🤖 AI Summary
To address the safety-efficiency trade-off in mixed-autonomy traffic at roundabouts—where autonomous vehicles (AVs) coexist with human-driven vehicles—this paper proposes a conflict-free, zero-speed-loss decision-making framework. Methodologically, we introduce a novel hierarchical reinforcement learning architecture that integrates Kolmogorov–Arnold Networks (KANs) with an interpretable action review mechanism, synergistically combined with model predictive control (MPC) and dynamic path planning to jointly optimize collision avoidance and throughput. Unlike conventional RL approaches, our framework overcomes the longstanding challenge of balancing safety guarantees with real-time computational feasibility. Extensive simulations across diverse traffic volumes demonstrate a 42% reduction in collision rate, a 19% decrease in average passage time, and stable reward convergence (variance < 0.03), significantly outperforming state-of-the-art methods.
📝 Abstract
Safety and efficiency are crucial for autonomous driving in roundabouts, especially in the context of mixed traffic where autonomous vehicles (AVs) and human-driven vehicles coexist. This paper introduces a learning-based algorithm tailored to foster safe and efficient driving behaviors across varying levels of traffic flows in roundabouts. The proposed algorithm employs a deep Q-learning network to effectively learn safe and efficient driving strategies in complex multi-vehicle roundabouts.
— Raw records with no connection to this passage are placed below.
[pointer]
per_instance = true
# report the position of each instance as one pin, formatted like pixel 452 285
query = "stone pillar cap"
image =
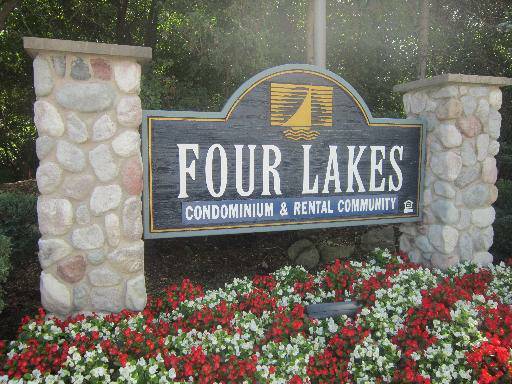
pixel 34 45
pixel 453 78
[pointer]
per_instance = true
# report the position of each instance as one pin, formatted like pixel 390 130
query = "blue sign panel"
pixel 295 147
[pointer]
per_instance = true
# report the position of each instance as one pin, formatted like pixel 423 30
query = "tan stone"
pixel 132 175
pixel 72 269
pixel 452 109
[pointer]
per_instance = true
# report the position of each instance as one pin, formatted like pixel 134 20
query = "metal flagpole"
pixel 320 38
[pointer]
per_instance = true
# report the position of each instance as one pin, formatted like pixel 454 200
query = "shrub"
pixel 5 265
pixel 416 325
pixel 18 221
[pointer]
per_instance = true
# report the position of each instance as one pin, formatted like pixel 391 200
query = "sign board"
pixel 295 147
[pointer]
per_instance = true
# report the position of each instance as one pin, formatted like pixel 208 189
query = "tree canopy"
pixel 204 49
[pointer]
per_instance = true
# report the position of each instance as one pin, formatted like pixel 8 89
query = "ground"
pixel 210 261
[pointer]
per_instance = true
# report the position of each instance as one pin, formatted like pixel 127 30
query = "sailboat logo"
pixel 300 108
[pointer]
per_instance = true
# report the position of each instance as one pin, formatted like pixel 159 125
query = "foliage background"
pixel 204 49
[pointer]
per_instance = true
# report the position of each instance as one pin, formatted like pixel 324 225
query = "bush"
pixel 5 265
pixel 413 321
pixel 18 221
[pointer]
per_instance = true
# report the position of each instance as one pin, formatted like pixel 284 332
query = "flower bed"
pixel 416 326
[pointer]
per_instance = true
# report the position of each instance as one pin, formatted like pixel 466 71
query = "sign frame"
pixel 224 115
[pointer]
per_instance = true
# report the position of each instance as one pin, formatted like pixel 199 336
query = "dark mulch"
pixel 210 261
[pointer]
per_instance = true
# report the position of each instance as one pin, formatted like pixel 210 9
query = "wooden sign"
pixel 295 147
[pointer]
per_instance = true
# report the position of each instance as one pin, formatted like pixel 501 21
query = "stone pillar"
pixel 87 116
pixel 463 125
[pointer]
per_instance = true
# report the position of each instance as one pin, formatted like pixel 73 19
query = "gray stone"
pixel 494 148
pixel 482 144
pixel 483 238
pixel 444 189
pixel 469 104
pixel 483 217
pixel 127 143
pixel 103 277
pixel 113 229
pixel 76 128
pixel 80 69
pixel 129 111
pixel 70 156
pixel 445 211
pixel 77 186
pixel 96 256
pixel 43 78
pixel 464 220
pixel 44 145
pixel 127 75
pixel 55 296
pixel 448 91
pixel 495 98
pixel 423 244
pixel 476 195
pixel 103 163
pixel 405 243
pixel 81 297
pixel 87 238
pixel 449 110
pixel 85 97
pixel 47 119
pixel 443 237
pixel 82 215
pixel 48 176
pixel 331 252
pixel 466 247
pixel 308 258
pixel 136 293
pixel 407 228
pixel 468 175
pixel 55 216
pixel 128 259
pixel 483 110
pixel 493 194
pixel 104 198
pixel 103 129
pixel 493 126
pixel 132 218
pixel 418 102
pixel 59 65
pixel 483 259
pixel 51 251
pixel 446 165
pixel 449 135
pixel 469 126
pixel 489 170
pixel 383 237
pixel 467 153
pixel 107 299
Additionally, a KAN (Kolmogorov-Arnold network) enhances the AVs' ability to learn their surroundings robustly and precisely. An action inspector is integrated to replace dangerous actions to avoid collisions when the AV interacts with the environment, and a route planner is proposed to enhance the driving efficiency and safety of the AVs. Moreover, a model predictive control is adopted to ensure stability and precision of the driving actions. The results show that our proposed system consistently achieves safe and efficient driving whilst maintaining a stable training process, as evidenced by the smooth convergence of the reward function and the low variance in the training curves across various traffic flows. Compared to state-of-the-art benchmarks, the proposed algorithm achieves a lower number of collisions and reduced travel time to destination.